Where’s the Hole In That Thinking?

This example gets to one of the dream applications for merchandising systems providers: dynamic pricing. The logic goes that as demand changes, prices can and should change – even intraday. RSR’s own recent study on retail pricing practices (Pricing 2015: Learning To Live In A Dynamic, Promotional World Benchmark Report, June 2015) revealed that:

“…retailers are responding to the perceived threat of online dynamic pricing. Overall, 62% of respondents report some level of belief in dynamic pricing’s lasting impact on retail, and of those, a third believe the impact will be felt most heavily in stores… (even though) Retail Winners are far more convinced that the impact of dynamic pricing will be limited to online. “

The report goes on to recommend that retailers experiment with dynamic pricing in the online space, because  “it gives (retailers) the opportunity to carve off small segments of consumers to provide them with a different price experience than the general population of shoppers. ”

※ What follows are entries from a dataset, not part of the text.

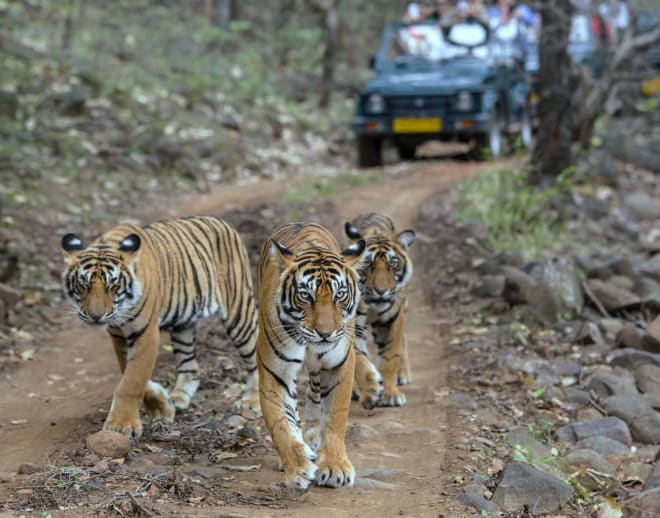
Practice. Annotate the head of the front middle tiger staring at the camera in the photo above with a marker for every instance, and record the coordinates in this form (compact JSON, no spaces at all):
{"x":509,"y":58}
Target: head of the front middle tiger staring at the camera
{"x":319,"y":292}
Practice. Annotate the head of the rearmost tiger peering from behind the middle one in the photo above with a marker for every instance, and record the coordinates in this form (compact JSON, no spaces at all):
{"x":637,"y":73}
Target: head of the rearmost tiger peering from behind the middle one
{"x":386,"y":267}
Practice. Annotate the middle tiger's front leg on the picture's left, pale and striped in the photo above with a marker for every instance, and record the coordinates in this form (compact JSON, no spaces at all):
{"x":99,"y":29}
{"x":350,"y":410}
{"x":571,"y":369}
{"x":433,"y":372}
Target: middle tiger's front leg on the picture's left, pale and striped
{"x":277,"y":395}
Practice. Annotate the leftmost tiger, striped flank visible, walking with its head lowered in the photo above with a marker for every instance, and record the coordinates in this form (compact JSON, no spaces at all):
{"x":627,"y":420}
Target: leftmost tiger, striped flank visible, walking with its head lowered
{"x":135,"y":281}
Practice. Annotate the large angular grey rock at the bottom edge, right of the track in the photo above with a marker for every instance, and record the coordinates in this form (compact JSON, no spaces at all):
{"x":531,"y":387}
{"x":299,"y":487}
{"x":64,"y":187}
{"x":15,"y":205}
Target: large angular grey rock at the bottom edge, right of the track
{"x":523,"y":485}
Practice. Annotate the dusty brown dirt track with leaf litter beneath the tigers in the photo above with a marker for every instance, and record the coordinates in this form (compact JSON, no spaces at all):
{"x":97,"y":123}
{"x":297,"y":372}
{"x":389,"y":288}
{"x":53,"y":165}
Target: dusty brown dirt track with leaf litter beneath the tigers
{"x":214,"y":463}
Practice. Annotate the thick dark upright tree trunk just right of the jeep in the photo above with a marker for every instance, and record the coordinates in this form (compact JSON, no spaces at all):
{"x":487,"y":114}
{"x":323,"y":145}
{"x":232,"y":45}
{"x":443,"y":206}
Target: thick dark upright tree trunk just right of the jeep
{"x":556,"y":82}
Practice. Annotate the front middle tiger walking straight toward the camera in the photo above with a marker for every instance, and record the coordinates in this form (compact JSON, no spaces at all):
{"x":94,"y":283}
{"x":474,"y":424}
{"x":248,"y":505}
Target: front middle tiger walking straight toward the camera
{"x":308,"y":295}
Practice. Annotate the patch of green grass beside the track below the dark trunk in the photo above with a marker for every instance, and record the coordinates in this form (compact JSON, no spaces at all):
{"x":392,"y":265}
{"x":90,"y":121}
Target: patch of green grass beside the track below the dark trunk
{"x":515,"y":215}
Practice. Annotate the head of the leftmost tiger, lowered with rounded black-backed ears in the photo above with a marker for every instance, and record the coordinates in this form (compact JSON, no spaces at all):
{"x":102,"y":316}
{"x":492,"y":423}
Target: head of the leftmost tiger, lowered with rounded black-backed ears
{"x":100,"y":280}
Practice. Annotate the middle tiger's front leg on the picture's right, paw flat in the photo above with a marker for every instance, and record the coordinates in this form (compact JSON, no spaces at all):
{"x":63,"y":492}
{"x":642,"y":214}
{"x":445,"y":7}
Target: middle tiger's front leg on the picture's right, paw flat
{"x":334,"y":467}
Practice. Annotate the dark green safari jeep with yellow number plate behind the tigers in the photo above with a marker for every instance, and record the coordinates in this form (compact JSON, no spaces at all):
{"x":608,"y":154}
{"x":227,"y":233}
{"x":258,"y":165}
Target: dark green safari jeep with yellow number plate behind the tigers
{"x":460,"y":83}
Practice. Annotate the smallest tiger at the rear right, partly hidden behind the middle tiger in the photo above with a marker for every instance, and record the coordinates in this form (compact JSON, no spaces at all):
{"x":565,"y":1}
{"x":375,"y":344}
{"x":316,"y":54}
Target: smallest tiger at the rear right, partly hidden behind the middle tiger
{"x":384,"y":274}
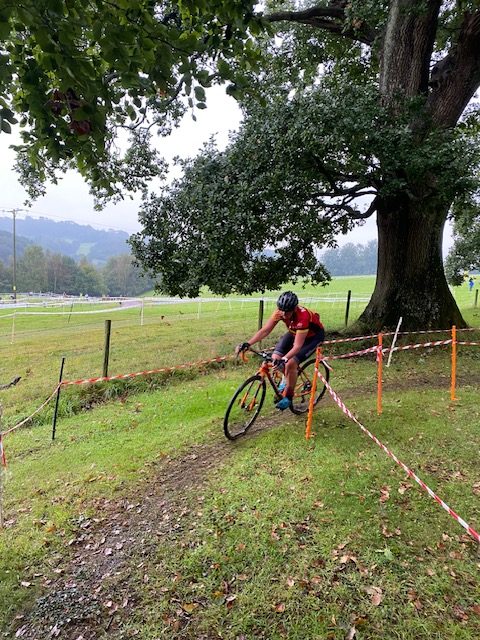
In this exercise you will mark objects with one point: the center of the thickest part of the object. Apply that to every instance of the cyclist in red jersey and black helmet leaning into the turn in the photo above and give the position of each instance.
(305, 333)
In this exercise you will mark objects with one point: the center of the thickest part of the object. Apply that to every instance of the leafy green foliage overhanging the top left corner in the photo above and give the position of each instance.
(75, 74)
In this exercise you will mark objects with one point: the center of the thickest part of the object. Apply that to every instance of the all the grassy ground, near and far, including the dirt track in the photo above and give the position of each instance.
(270, 537)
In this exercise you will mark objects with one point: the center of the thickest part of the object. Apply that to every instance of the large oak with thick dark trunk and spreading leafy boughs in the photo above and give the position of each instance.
(360, 108)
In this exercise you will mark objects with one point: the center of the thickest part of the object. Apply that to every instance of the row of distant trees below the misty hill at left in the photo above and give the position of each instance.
(41, 271)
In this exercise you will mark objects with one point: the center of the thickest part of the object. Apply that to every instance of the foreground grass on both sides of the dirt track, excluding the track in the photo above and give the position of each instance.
(292, 578)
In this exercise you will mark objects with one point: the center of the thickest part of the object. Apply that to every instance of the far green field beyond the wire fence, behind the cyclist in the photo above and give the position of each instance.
(170, 335)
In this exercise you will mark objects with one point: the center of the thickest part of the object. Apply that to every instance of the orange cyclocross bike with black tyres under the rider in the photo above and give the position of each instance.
(247, 401)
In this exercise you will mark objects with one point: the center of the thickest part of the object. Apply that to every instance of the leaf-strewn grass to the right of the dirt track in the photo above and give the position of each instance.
(311, 541)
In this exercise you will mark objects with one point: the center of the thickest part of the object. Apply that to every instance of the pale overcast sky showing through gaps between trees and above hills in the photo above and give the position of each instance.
(70, 199)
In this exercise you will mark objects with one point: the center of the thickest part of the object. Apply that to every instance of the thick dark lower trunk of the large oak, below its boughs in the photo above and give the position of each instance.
(410, 278)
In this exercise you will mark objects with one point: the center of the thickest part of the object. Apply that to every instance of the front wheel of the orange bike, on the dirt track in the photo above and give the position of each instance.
(244, 407)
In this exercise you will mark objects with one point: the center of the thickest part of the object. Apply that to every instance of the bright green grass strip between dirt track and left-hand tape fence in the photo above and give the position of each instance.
(48, 485)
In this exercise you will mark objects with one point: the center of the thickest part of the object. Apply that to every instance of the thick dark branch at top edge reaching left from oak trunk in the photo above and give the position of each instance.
(331, 19)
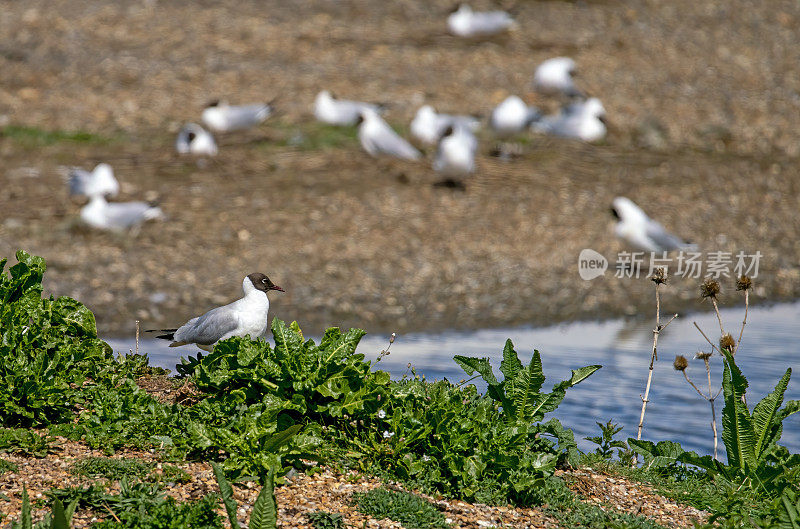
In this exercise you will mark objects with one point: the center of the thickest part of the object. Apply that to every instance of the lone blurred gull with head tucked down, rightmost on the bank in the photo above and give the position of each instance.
(642, 232)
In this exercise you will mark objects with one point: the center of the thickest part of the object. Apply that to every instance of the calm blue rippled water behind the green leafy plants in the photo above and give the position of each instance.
(622, 347)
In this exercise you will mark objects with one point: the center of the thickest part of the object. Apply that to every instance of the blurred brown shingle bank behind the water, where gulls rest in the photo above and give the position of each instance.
(703, 137)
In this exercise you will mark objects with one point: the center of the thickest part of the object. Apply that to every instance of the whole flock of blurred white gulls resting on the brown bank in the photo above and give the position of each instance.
(454, 136)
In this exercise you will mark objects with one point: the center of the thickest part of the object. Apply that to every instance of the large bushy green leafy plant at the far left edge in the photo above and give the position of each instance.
(48, 347)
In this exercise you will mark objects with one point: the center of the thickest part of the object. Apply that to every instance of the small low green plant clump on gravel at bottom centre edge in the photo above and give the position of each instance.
(409, 509)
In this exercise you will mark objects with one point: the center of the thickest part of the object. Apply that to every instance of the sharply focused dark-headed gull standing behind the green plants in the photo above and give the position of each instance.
(245, 316)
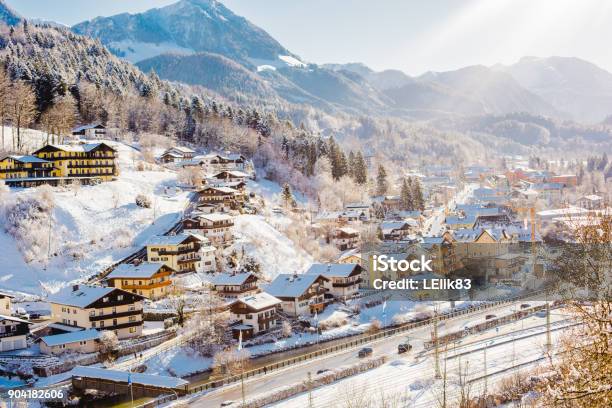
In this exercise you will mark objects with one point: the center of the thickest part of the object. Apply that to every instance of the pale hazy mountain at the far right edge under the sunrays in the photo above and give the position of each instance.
(572, 85)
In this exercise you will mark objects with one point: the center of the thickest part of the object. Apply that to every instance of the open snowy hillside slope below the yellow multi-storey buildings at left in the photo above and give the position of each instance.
(93, 226)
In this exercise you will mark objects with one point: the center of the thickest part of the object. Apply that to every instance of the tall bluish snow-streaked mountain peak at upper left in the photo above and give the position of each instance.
(186, 27)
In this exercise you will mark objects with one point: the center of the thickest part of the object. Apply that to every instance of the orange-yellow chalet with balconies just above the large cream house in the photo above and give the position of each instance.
(151, 280)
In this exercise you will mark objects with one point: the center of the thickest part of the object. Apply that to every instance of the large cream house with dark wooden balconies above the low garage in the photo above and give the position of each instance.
(97, 307)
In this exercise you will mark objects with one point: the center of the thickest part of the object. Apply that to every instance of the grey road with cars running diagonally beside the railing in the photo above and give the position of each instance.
(299, 372)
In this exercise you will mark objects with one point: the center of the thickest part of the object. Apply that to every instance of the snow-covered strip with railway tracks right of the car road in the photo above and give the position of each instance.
(409, 379)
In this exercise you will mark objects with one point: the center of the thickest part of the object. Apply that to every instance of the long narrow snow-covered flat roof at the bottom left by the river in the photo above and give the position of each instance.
(160, 381)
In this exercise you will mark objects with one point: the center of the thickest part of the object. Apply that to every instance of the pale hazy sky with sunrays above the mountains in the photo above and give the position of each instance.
(411, 35)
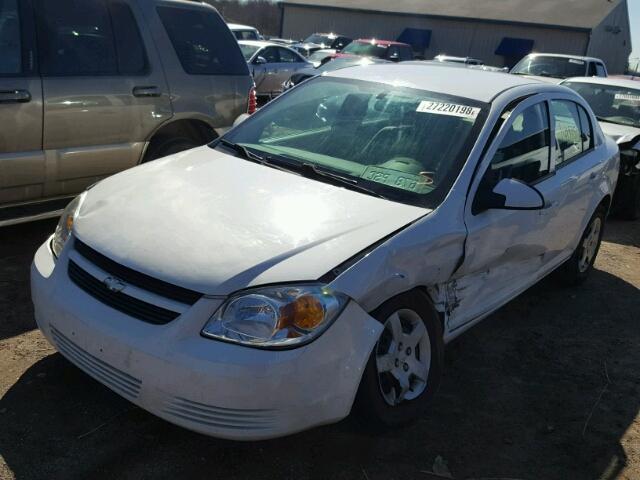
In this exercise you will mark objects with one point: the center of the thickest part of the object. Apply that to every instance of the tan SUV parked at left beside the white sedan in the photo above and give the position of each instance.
(92, 87)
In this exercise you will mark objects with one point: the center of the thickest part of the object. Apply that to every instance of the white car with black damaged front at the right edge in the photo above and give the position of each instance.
(616, 104)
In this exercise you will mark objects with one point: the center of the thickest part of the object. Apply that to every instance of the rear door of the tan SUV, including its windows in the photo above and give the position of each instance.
(103, 92)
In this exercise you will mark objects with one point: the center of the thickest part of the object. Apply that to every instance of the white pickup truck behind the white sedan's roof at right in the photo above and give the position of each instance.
(554, 67)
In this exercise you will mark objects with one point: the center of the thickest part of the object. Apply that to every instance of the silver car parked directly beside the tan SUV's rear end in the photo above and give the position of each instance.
(271, 64)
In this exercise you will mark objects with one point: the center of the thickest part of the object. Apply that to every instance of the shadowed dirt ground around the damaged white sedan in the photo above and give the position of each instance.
(548, 387)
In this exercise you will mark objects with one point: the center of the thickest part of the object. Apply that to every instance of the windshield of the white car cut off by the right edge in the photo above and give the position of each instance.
(610, 103)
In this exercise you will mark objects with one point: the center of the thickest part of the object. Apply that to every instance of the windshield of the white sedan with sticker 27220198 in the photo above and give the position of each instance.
(404, 144)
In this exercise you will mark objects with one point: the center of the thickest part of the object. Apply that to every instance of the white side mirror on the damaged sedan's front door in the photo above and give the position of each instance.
(508, 194)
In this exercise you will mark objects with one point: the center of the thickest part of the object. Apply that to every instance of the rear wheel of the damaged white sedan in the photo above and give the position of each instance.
(576, 270)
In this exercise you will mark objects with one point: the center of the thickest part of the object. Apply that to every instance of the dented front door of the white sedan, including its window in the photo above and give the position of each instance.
(506, 250)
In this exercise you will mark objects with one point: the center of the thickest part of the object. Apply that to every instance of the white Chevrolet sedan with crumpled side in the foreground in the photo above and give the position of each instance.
(318, 257)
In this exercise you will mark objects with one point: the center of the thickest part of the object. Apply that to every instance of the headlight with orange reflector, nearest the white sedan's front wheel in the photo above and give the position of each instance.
(276, 317)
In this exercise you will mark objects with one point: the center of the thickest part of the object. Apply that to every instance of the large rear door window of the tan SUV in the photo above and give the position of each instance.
(75, 38)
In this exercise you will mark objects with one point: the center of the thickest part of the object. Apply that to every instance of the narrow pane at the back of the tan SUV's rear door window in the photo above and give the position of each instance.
(132, 58)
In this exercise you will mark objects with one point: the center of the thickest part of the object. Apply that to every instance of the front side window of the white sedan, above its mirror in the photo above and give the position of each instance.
(525, 151)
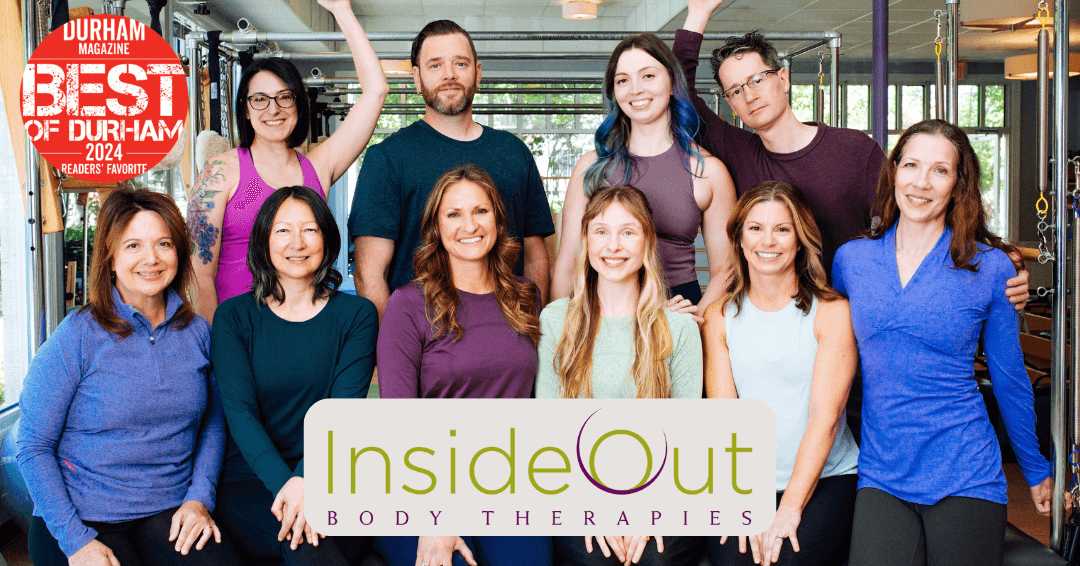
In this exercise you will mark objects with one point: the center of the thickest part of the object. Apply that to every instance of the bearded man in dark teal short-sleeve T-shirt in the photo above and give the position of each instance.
(399, 173)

That sounds great, and retailers should keep their eyes open to the possibilities of dynamic pricing. But that brings me back to Mr. Soltani’s point of view. Just as we as an industry get excited about the positive possibilities of that level of dynamic personalization, we also have to be aware of the negative possibilities. Mr. Soltani expressed concern about the idea that personal information can also be used to lock customers out — in essence, to be dynamically redlined.

Preposterous, you say? I remember being shocked to hear a retailer explain that his stores didn’t carry a certain line of merchandise because the target demographic didn’t represent our kind of people. He wasn’t looking at sales performance by demographics — he was making a judgment. What the next generation of retail technology can do in the way of personalization – based on information captured about individual consumers — could lead to another kind of breach — a breach of fairness and integrity.

Alarmist, maybe. But I’ll bet the early voices that expressed concern about commerce over the Internet were considered alarmists too.